次作が『八つ墓村』だとすれば、さらに奔放な解釈が施されそうですが、怖いもの見たさで楽しみな気もします(笑)
うーん、多分ハヤシさまと僕の感想は、ほぼ近いと思うのですよね♪ このドラマの鑑賞は、当初ひじょうに、辛苦重い体験ではありました。でも、何度か観直すうちに、その情報量を細かく享受し、それぞれのキャラクターに愛情すら感じることができました。…しかし、その先鋭的な解釈や演出は、現代社会に斬り込んでいるが故に、観る側も、決して無傷ではいられないのです。そんな解釈で、また新たなる挑戦的な作品群をも、新たな視点で迎え入れていきたい。そう思うのです(^^)
>ハヤシさん
>
>このドラマ、録画して三回ほど見ました。配役、演出、音楽には概ね満足したものの、犯人の設定改変がプロットの整合性を損ない、いたずらに劇的効果を狙ったものとしか感じられず、そこが不満だったのですが、めとろんさんの解釈を読み、脚色者の意図が納得出来ました。
>しかし個人的には原作からあまり逸脱した映像化は好みではありません。その意味では前作『獄門島』はラストの金田一の咆哮以外は原作に忠実で、やっとあの名作に相応しい映像化が成されたと嬉しかった。規範や教養が軽視される時代に鬱屈を覚える日常だからこそ大袈裟でなく、その想いを強くします。原作を愛するが故にこれまで一度も忠実に映像化されていない『悪魔が来りて笛を吹く』のそれが、今回も叶わなかったのが残念です。
>次作が『八つ墓村』だとすれば、さらに奔放な解釈が施されそうですが、怖いもの見たさで楽しみな気もします(笑)
>
そう、懐かしい名前の連打がこの「めとLOG〜ミステリー映画の世界」なのです。(笑)

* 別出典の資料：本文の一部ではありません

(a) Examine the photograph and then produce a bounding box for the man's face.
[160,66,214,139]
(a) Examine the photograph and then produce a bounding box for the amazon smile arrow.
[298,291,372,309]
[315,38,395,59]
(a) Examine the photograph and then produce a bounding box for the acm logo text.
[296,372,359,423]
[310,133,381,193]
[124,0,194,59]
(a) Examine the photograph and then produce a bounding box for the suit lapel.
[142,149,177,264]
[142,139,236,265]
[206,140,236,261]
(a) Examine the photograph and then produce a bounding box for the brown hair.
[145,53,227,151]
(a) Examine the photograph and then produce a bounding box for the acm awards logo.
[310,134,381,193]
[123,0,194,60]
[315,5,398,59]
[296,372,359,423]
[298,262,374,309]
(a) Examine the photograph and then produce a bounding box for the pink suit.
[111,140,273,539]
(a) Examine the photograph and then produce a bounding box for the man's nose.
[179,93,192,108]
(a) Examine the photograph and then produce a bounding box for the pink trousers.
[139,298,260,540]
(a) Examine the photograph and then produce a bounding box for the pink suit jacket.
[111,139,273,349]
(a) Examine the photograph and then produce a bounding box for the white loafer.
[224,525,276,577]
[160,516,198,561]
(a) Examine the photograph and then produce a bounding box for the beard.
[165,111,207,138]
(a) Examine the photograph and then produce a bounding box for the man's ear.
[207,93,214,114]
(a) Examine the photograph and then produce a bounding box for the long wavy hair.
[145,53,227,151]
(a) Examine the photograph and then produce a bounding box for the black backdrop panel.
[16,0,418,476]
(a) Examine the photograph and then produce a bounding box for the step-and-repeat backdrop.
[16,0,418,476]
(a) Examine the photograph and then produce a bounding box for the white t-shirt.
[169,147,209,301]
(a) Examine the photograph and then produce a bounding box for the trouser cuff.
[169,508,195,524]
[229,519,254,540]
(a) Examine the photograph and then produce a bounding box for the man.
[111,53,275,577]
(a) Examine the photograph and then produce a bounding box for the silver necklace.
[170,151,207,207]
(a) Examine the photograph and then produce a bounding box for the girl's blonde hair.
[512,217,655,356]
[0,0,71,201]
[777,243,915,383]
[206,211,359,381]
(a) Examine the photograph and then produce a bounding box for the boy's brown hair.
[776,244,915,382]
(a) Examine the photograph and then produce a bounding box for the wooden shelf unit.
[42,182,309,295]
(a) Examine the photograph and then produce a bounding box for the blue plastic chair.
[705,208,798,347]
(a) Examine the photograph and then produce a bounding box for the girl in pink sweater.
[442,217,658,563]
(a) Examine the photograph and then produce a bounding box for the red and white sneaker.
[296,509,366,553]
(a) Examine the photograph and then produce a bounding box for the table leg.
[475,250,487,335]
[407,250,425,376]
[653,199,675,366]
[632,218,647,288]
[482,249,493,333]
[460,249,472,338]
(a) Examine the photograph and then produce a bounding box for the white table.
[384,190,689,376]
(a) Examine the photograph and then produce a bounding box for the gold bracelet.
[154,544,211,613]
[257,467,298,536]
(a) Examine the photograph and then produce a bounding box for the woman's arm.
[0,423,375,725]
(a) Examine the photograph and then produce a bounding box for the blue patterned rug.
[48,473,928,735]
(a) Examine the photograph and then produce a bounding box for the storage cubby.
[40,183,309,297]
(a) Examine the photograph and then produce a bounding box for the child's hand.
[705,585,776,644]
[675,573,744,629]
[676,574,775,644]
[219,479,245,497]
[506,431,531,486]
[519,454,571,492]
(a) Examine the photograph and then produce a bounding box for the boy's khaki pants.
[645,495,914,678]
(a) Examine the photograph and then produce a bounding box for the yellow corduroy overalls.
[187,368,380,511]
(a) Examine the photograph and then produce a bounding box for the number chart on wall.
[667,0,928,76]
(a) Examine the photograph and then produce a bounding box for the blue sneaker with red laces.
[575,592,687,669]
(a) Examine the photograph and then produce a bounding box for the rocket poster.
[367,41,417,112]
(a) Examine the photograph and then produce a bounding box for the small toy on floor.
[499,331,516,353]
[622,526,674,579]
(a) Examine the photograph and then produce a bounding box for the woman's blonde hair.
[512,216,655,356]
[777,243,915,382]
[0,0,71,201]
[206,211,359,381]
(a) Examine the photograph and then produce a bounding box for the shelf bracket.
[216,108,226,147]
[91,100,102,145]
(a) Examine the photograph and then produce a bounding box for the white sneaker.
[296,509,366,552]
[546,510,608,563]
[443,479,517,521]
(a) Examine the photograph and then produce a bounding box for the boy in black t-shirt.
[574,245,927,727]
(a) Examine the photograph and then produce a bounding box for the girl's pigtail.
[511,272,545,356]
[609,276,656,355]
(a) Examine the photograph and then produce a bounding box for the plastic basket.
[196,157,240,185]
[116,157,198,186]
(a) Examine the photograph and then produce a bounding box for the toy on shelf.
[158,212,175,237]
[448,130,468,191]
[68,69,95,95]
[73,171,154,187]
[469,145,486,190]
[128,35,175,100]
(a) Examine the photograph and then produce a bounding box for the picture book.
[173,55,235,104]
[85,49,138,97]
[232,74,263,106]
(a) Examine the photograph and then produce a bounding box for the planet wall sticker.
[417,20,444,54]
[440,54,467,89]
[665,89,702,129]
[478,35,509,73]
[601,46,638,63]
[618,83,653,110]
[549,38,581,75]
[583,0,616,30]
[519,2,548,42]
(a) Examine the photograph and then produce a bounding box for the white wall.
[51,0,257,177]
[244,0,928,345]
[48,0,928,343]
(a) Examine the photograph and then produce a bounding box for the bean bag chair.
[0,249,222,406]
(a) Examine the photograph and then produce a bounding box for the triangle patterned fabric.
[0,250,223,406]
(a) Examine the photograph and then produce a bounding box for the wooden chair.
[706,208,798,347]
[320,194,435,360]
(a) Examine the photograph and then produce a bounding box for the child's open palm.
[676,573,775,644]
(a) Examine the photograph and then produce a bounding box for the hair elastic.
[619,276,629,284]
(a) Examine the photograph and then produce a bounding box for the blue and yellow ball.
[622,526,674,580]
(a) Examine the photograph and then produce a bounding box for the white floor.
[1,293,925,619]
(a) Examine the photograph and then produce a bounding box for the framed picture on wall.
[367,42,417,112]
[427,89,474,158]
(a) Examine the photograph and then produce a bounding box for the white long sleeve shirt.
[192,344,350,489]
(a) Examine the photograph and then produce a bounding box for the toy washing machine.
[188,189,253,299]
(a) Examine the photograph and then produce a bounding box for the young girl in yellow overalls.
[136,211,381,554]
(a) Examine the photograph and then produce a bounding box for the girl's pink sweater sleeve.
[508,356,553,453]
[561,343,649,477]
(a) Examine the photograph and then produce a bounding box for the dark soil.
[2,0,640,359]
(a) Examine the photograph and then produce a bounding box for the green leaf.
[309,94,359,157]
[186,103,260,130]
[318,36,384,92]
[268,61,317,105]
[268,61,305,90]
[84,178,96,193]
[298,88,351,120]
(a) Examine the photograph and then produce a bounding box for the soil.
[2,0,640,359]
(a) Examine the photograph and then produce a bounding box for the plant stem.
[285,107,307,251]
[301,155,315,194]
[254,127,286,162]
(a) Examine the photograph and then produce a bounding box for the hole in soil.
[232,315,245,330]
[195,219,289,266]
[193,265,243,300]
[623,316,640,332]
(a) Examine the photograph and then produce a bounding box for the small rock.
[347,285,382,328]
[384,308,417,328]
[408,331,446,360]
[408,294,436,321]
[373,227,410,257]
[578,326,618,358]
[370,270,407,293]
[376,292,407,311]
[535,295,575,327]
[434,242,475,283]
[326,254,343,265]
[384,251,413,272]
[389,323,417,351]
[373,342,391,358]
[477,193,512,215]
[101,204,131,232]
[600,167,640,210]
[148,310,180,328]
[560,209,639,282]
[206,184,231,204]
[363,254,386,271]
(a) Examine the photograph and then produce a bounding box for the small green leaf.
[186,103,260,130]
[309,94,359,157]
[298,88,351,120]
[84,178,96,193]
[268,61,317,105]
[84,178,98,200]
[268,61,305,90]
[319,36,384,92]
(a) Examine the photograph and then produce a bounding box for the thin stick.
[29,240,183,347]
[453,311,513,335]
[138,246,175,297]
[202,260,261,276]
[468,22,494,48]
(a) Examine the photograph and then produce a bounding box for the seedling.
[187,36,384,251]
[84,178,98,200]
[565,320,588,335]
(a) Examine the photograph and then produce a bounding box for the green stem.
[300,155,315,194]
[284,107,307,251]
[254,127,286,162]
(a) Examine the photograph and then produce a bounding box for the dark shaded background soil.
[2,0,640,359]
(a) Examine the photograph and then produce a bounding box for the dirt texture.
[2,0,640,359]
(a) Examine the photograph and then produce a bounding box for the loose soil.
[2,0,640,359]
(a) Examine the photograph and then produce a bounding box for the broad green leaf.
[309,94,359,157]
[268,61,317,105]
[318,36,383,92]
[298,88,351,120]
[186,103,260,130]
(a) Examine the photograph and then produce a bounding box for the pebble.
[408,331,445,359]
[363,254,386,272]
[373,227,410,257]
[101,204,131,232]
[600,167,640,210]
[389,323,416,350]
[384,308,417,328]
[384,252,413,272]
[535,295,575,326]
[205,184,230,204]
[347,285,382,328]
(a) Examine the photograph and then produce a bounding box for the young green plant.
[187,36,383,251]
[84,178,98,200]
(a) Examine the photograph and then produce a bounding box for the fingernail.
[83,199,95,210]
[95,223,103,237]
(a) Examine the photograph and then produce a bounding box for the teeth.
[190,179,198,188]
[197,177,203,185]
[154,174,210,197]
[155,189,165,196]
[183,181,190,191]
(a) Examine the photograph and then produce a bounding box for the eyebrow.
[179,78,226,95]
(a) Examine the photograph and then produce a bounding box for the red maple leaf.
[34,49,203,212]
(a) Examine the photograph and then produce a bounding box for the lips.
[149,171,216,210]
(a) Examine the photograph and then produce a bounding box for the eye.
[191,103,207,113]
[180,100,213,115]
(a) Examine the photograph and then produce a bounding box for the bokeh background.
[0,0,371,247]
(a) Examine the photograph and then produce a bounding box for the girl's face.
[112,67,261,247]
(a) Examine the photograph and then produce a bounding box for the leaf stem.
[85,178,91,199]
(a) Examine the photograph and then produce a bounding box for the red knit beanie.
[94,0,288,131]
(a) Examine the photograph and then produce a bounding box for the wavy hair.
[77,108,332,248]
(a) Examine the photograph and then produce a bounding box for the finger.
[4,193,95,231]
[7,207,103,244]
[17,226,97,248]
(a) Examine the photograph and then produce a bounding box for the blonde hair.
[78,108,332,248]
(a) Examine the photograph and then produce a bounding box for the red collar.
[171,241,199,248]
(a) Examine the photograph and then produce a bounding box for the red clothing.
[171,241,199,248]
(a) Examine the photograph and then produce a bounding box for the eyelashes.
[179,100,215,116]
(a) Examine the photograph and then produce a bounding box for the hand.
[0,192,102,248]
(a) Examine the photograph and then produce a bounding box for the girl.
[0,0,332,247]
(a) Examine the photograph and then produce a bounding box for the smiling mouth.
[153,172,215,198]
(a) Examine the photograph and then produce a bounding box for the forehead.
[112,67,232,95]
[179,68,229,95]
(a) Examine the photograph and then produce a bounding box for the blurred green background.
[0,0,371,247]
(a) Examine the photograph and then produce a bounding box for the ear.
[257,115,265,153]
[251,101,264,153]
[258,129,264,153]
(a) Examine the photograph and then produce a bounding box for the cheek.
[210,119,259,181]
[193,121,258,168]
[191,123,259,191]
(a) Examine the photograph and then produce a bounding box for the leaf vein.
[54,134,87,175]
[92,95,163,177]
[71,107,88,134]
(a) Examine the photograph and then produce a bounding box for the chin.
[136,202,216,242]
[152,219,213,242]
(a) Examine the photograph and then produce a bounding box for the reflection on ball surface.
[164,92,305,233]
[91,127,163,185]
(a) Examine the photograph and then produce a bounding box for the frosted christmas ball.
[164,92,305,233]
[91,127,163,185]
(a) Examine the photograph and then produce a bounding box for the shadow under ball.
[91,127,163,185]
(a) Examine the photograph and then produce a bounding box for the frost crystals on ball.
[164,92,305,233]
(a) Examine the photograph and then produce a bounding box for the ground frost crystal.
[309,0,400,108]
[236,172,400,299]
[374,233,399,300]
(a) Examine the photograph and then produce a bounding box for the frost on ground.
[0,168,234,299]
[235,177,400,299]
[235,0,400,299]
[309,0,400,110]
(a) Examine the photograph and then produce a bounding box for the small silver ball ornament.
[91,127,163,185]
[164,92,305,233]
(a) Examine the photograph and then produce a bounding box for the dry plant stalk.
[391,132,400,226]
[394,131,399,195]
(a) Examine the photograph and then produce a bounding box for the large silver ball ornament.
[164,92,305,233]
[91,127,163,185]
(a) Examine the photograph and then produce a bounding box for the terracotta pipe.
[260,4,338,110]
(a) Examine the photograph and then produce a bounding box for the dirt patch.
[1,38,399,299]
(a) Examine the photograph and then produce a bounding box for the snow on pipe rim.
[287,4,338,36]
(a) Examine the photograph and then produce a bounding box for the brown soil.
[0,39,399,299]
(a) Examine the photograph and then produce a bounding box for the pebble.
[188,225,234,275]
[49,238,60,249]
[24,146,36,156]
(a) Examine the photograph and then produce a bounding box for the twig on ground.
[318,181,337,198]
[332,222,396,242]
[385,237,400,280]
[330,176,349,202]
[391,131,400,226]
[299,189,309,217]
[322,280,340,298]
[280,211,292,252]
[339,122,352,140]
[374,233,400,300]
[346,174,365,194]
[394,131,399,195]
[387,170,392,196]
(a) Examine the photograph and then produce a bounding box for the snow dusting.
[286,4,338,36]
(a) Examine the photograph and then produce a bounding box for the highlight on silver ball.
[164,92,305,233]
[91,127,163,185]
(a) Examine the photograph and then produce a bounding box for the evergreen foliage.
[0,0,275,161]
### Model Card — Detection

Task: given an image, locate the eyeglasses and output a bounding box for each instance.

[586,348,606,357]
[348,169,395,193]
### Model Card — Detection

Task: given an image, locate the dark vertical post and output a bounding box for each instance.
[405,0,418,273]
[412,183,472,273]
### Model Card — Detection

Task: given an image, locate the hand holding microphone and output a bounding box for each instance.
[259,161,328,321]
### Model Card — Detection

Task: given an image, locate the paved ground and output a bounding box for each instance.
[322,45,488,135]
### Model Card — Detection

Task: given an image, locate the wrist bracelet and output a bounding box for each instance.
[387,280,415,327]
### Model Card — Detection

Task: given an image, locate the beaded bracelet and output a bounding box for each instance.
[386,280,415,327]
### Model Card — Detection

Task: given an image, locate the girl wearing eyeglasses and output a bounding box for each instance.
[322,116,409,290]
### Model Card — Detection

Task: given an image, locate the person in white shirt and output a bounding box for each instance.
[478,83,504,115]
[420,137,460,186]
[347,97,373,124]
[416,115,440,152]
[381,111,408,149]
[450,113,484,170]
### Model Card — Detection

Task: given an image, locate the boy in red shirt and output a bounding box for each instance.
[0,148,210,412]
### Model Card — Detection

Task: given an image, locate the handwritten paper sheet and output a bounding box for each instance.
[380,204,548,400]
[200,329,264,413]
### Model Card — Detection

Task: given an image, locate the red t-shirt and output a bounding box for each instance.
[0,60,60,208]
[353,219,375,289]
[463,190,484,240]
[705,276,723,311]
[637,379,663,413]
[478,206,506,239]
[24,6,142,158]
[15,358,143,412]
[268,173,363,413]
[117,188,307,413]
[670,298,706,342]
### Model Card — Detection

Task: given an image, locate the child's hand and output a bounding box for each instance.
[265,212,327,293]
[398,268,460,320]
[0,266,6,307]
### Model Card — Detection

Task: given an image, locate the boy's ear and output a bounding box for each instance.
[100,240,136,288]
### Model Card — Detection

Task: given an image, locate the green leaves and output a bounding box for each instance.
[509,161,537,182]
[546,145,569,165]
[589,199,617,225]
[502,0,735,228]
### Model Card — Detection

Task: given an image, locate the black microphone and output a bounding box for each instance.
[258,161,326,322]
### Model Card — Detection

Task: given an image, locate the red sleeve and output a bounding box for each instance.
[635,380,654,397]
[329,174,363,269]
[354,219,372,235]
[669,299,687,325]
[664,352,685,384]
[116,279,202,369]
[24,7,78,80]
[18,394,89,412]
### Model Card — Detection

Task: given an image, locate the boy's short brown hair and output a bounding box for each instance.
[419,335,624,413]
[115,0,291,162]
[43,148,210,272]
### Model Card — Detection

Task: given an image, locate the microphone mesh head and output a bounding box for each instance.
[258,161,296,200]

まあ、何とも嬉しいコメントをありがとうございます。またのお越しを、お待ちしております♪
>MAQさん
>
>このごろテレビで長いものを見ることをあまりしなくなったので、危ういところでしたが、幸いこれは見ていました。おかげで、たいへん楽しく読ませていただくことができました。とくに『オイディプス王』への連想には膝連打。そしてパゾリーニとは……懐かしい名前の突然の驚きましたが、言われてみればたしかに奇妙なまでのシンクロぶり。とても面白く、魅力的なご指摘だと思いました。